Adrian Dunbar, who plays Superintendent Hastings in Jed Mercurio’s massive hit BBC series “Line of Duty,” has spoken about a potential seventh season of the series.
The acclaimed British police procedural, about an anti-corruption unit in the U.K. police, had its sixth season run early last year and pulled in an average viewership of 15.4 million – making it the UK’s highest-rated TV drama in thirteen years.
However, there’s been no word in regards to when or even if a seventh season might go into production – the sixth season wrapped in a way it could serve as the show’s end. Dunbar, speaking with The Times of London, says it’s up to Mercurio in regards to what comes next, and it may not take the form of a six-episode series like previous seasons:
“There’s a big appetite for more ‘Line of Duty.’ It could be three or four episodes, I don’t think there’s going to be six for some reason. It might be two 90 minutes. But it’s all entirely down to Jed what the storyline is going to be. It’s a big ask for him.”
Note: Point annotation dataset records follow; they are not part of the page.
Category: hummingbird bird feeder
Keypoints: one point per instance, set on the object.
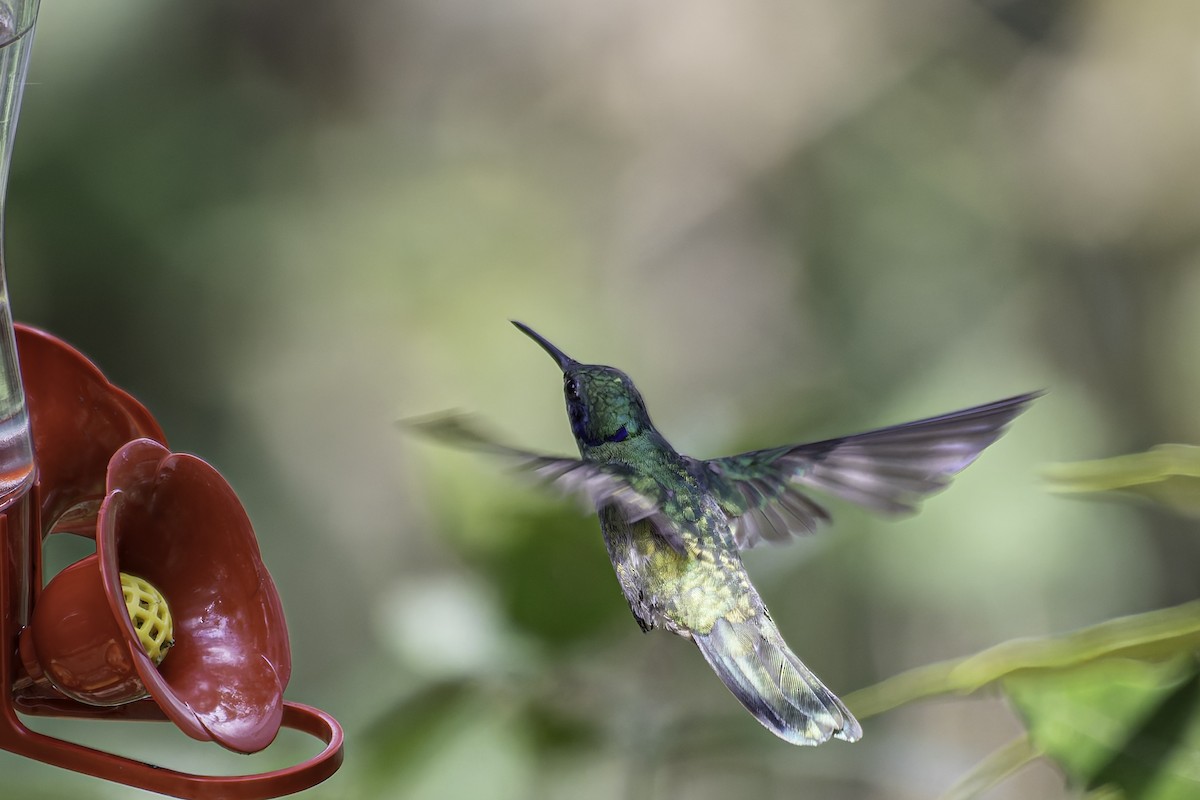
(174, 617)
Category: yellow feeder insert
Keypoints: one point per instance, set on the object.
(150, 615)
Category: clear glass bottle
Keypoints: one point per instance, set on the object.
(17, 19)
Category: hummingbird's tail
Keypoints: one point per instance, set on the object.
(784, 695)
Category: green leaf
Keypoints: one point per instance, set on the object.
(1116, 722)
(1165, 474)
(1153, 636)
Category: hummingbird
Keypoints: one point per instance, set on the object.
(675, 525)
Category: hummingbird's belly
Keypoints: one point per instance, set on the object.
(683, 593)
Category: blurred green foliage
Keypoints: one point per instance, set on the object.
(283, 226)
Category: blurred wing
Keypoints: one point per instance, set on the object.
(595, 485)
(889, 470)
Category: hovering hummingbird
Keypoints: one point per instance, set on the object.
(675, 525)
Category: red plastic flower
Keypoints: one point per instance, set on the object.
(172, 519)
(169, 518)
(78, 420)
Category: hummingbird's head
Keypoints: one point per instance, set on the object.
(601, 402)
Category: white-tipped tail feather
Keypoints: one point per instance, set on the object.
(784, 695)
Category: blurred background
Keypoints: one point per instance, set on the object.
(285, 226)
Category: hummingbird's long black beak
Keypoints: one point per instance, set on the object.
(564, 361)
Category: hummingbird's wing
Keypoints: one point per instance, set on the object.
(597, 485)
(889, 470)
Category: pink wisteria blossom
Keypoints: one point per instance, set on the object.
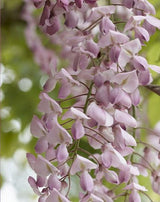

One thing is certain though, it’s that the sixth season met a mixed reception with its big reveal of a near decade-long mystery – the identity of ‘H’ – considered a bit underwhelming for a show built on genuine surprise reveals and twists. Dunbar defends the choices made, saying:
“It may not have been dramatically satisfying and I can understand why people went, ‘Oh my God!’ But it was a proper way to conclude, to show that actually some of the biggest stuff that happens is very simply an ordinary cop not passing on information because he’s been asked not to and that’s the one thing that can make a heist work.
Nobody knew what ‘Line of Duty’ was going to be. When you’re writing series two, you might start thinking, ‘This could go to three or four’ – but six. And it’s very difficult to introduce a new character, a Mr. Big at the end of the sixth season. You realise that it has to be somebody we’ve already seen – it can’t be somebody from absolutely nowhere. So it was a tricky place to be in.”
Before now Mercurio has offered no updates in regards to any more potential “Line of Duty,” but Dunbar says he, Mercurio and his two co-stars Martin Compston and Vicky McClure are meeting again at the end of the month, at which time we might hear something.
Dunbar will next be seen in ITV’s “Ridley” which premieres on August 28th.